Re: Use of DISTINCT in "to-many" qualifiers [Was: Multiple flattened relationships...]

From: Laszlo Spoor (lspoor_cayenn..otmail.com)
Date: Tue May 13 2003 - 15:54:06 EDT

Next message: martin ruff: "strange behaviour"

Previous message: Andrus Adamchik: "Use of DISTINCT in "to-many" qualifiers [Was: Multiple flattened relationships...]"
Maybe in reply to: Andrus Adamchik: "Use of DISTINCT in "to-many" qualifiers [Was: Multiple flattened relationships...]"
Messages sorted by: [ date ] [ thread ] [ subject ] [ author ]

Hi Andrus,

You are right. Still, I would like to plead for a small note in the JavaDoc,
explaining this. :-)

Thanks, Laszlo

>From: "Andrus Adamchik" <andru..bjectstyle.org>
>Reply-To: andru..bjectstyle.org
>To: <cayenne-use..bjectstyle.org>
>Subject: Use of DISTINCT in "to-many" qualifiers [Was: Multiple flattened
>relationships...]
>Date: Tue, 13 May 2003 12:28:03 -0400 (EDT)
>
>Laszlo,
>
>I kind of expected such result, but your message prompted me to look for
>an alternative solution. I did some research on various queries
>performance on Oracle. In my case there are 2 tables with to-many from one
>to another, both having around 100000 to 200000 rows.
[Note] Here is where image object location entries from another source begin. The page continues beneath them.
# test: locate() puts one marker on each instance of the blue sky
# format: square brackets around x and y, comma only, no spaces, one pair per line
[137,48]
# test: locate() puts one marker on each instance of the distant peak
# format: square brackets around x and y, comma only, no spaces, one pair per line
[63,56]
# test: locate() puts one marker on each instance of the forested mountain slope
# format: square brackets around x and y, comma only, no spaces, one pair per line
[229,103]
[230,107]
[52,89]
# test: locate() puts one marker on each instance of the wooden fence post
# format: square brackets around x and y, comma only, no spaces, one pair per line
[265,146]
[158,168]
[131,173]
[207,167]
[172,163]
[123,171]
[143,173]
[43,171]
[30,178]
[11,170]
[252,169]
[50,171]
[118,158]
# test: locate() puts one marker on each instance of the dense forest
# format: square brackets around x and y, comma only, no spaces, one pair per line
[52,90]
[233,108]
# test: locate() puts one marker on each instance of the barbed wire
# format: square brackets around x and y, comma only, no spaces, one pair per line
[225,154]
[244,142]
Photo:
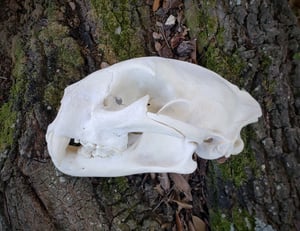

I tried running 3
>flavors of the same query, directly on Oracle, with no JDBC involved:
>
>1. joining on to-many with no DISTINCT
>2. joining on to-many with DISTINCT
>3. Using correlated subquery with EXISTS
>
>(1) was the fastest - 2 seconds in my case, but produced incorrect results
>(duplicate rows), (2) was the slowest - 4 seconds. (3) was in between (1)
>and (2) - 3 to 4 seconds. So using correlated subquery with EXISTS may
>yield to faster queries in some cases. Though I believe that playing with
>indexes may alter the results dramatically either way.
>
>We may look into adding this optimization in the future. It will have to
>be optional though, since many databases do not support correlated
>subqueries and EXISTS (MySQL prior to 4.*).
>
>Andrus
>
>
>
> > Hi Andrus,
> >
> > About the 'DISTINCT' part that I would write you back about.
> >
> > To be sure I formulated my case well, I had to look it up in a couple of
> > guides. As you will notice I will use the Oracle database as the
> > datastore, simply because I have the most experience with this database.
> >
> > I'd got confirmed that the most important reason not to use DISTINCT is
> > the fact that is forces the database to do a 'SORT UNIQUE' which can
> > cost more disk reads and more processing time when reading the results.
> >
> > This information comes from the 'Oracle 9i Performance and Tuning Guide,
> > p2-14):
> > The distinct part results in a SORT-UNIQUE action... SORT UNIQUE occurs
> > if a user specifies a DISTINCT clause (Example 2û15)or if an operation
> > requires unique values for the next step (Example 2û16). Example 2û15
> > DISTINCT Clause Causing SORT UNIQUE
> >
> > SELECT DISTINCT last_name, first_name
> > FROM per_all_people_f
> > WHERE full_name LIKE :b1;
> >
> > Plan
> > --------------------------------------------------
> > SELECT STATEMENT
> > SORT UNIQUE
> > TABLE ACCESS BY INDEX ROWID PER_ALL_PEOPLE_F
> > INDEX RANGE SCAN PER_PEOPLE_F_N54
> >
> > Another, not technical, reason is that in general it is a bad practice
> > to use
> > DISTINCT, because the query writer 'admits' that his 'where-logic' is
> > not strong
> > enough to return the results that are required. However, I don't quite
> > think this is 100% valid for Cayenne, because Cayenne can not always
> > tell if that is
> > the case.
> >
> > Still I do feel that the developer can have the option leaving the
> > distinct out
> > by using query.setDistinct(false), because it gives somewhat more space
> > to tuning.
> >
> > Regards, Laszlo
> >
> > _________________________________________________________________
> > MSN 8 with e-mail virus protection service: 2 months FREE*
> > http://join.msn.com/?page=features/virus
>
>
>

_________________________________________________________________
Help STOP SPAM with the new MSN 8 and get 2 months FREE*
http://join.msn.com/?page=features/junkmail

Next message: martin ruff: "strange behaviour"
Previous message: Andrus Adamchik: "Use of DISTINCT in "to-many" qualifiers [Was: Multiple flattened relationships...]"
Maybe in reply to: Andrus Adamchik: "Use of DISTINCT in "to-many" qualifiers [Was: Multiple flattened relationships...]"
Messages sorted by: [ date ] [ thread ] [ subject ] [ author ]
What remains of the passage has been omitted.